Common Dog Health Symptoms
The kinds of dog health symptoms vary according to the specific disease, but there are general symptoms that may warrant a visit to the vet as soon as possible:
- Fatigue – Are you telling yourself, “My dog is lethargic and not himself”? If so, there’s a good chance your dog is sick. To be clear, dogs can get tired because of too much play or exercise. If you’re not feeding your dog well, he will also become weak. However, if his fatigue lasts for the whole day and your dog hardly ever eats or drinks, it’s time for a vet visit.
- Change in behavior – Dogs do have personality traits, but if your dogs behavior changes suddenly, t could be because it is suffering from certain health problems. An example is if he becomes passive or aggressive, especially if you cannot determine a potential reason. Note: Changes in behavior may be a symptom of a disease or an effect of the illness. For example, dogs with rabies are known to bite. On the other hand, a feeling of general unwellness may force your dog to withdraw or isolate itself.
- Diarrhea – What’s a healthy poop for dogs? Refer to this chart. If the stool is soft, loose, or watery, and if it lasts for 24 hours, it’s possible your dog has diarrhea. This symptom can be sudden or chronic, depending on the cause. Either way, because it can lead to dehydration, have your pooch checked right away.
- Changes in physical appearance – Does your dog appear to be limping? Does he have red or watery eyes? Can you spot lumps? Does his coat appear less shiny than it used to be? How about his mouth? Are there changes on his teeth?

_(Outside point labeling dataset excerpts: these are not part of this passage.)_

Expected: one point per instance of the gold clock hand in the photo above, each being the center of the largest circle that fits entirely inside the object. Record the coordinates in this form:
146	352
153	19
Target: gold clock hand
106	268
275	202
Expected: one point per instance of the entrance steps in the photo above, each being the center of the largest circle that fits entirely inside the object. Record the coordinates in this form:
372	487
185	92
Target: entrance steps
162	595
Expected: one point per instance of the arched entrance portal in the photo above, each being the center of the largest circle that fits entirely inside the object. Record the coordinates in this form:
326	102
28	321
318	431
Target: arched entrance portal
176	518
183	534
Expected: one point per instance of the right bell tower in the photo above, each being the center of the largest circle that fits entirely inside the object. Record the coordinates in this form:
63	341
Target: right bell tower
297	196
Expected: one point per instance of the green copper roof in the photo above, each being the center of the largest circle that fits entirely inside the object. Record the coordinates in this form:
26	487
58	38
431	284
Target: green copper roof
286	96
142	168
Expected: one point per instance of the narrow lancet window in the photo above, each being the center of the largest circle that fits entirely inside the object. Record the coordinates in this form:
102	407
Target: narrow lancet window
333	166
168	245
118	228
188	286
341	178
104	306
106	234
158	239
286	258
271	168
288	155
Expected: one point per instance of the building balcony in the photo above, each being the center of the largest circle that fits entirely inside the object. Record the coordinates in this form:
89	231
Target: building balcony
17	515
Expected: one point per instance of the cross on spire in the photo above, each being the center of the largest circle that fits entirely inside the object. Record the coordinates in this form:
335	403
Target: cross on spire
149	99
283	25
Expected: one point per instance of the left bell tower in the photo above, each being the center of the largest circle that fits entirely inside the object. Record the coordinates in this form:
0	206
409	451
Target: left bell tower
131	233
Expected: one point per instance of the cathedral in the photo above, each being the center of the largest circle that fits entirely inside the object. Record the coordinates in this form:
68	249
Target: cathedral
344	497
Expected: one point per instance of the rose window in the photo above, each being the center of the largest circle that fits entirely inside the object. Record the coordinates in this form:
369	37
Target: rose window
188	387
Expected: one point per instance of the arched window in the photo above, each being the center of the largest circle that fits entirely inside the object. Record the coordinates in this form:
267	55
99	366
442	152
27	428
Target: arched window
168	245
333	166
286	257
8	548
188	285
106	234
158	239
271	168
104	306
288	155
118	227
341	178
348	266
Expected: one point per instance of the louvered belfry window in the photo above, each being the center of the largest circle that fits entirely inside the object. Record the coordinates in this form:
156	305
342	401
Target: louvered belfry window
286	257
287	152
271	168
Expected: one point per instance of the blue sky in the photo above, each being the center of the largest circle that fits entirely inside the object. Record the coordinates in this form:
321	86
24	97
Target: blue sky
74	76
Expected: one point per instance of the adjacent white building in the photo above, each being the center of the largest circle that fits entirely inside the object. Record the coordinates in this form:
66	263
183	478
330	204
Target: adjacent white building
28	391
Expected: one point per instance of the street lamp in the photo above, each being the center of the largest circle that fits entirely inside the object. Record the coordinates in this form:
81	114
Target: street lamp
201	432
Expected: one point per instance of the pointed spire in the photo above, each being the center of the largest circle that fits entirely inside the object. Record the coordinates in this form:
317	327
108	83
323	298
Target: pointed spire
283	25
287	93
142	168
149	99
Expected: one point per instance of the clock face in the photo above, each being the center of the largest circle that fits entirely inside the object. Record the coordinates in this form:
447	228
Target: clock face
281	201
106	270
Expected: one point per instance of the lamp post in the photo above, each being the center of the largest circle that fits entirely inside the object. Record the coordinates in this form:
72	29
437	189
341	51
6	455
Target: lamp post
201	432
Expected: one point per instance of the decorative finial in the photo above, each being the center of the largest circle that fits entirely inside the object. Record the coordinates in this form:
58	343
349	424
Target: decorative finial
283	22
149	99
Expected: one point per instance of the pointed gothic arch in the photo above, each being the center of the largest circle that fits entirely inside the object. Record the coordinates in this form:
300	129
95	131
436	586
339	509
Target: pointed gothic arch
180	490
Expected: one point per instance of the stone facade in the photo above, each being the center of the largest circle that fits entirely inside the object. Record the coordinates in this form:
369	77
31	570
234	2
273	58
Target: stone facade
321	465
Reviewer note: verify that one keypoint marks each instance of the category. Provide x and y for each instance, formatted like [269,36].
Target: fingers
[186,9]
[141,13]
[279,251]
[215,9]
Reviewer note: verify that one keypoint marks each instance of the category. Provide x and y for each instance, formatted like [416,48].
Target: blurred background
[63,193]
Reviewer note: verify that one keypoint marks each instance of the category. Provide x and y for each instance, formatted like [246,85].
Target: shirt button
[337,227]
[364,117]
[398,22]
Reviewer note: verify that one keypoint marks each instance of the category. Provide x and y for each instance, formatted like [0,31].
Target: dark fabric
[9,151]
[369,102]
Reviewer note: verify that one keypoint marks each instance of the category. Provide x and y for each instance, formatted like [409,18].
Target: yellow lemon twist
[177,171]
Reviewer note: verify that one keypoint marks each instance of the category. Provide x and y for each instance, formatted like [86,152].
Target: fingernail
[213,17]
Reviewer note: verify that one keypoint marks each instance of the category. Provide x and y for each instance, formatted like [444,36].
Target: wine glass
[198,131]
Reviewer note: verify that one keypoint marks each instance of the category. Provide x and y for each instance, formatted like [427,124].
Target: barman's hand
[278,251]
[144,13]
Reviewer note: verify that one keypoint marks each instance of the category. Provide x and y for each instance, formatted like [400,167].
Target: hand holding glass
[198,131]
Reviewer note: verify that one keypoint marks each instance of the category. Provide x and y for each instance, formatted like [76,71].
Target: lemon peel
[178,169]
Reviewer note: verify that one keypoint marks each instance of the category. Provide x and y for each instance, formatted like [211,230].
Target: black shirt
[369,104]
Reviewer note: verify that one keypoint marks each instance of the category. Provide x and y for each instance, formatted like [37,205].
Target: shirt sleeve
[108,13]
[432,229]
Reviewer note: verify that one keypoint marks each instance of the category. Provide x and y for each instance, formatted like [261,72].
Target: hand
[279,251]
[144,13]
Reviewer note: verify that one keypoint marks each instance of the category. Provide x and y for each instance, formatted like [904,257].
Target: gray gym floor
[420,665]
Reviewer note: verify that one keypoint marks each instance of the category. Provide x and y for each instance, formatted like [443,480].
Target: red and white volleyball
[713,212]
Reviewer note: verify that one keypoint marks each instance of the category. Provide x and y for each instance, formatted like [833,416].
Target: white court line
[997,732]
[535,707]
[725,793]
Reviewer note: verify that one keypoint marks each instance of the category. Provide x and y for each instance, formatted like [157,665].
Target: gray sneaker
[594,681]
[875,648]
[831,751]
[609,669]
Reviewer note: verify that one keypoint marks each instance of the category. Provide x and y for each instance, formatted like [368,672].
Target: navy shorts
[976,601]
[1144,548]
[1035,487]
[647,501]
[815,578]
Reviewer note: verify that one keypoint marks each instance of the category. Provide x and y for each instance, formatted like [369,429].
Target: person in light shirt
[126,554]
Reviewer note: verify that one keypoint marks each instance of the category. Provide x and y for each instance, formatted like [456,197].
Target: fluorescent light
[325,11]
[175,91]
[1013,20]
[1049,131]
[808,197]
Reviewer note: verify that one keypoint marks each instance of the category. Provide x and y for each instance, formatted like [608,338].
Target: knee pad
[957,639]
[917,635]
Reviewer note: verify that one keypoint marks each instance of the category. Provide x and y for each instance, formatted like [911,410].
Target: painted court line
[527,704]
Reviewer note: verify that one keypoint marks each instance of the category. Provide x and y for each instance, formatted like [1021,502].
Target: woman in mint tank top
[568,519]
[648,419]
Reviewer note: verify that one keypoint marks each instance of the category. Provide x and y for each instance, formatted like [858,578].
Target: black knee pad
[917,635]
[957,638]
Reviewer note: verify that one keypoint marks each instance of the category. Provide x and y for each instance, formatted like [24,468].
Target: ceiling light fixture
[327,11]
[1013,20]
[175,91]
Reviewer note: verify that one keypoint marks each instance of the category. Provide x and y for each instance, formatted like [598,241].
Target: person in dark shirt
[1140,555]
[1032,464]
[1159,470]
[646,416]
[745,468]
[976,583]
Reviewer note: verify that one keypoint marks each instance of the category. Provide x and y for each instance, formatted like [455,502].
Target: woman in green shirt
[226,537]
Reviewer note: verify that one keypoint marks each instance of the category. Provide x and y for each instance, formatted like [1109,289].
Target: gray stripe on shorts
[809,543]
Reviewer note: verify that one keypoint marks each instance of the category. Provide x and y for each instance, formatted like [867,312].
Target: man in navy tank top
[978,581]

This list of dog health symptoms isn’t meant to cause panic or worry. Not all of these symptoms may mean an illness, and not all diseases require a veterinary hospitalization. Often at-home treatment will do. Knowing this list and keeping it in mind will help you be a better pet parent.
The sooner you catch the the onset of a disease or illness, the less likely your dog will require extensive care. Most importantly, your dog cannot depend on anyone else they way they can depend on you – you have the opportunity to provide your beloved furbaby the great life it deserves, simply by being aware of any potential health problems and making sure he has the care he needs, when he needs it.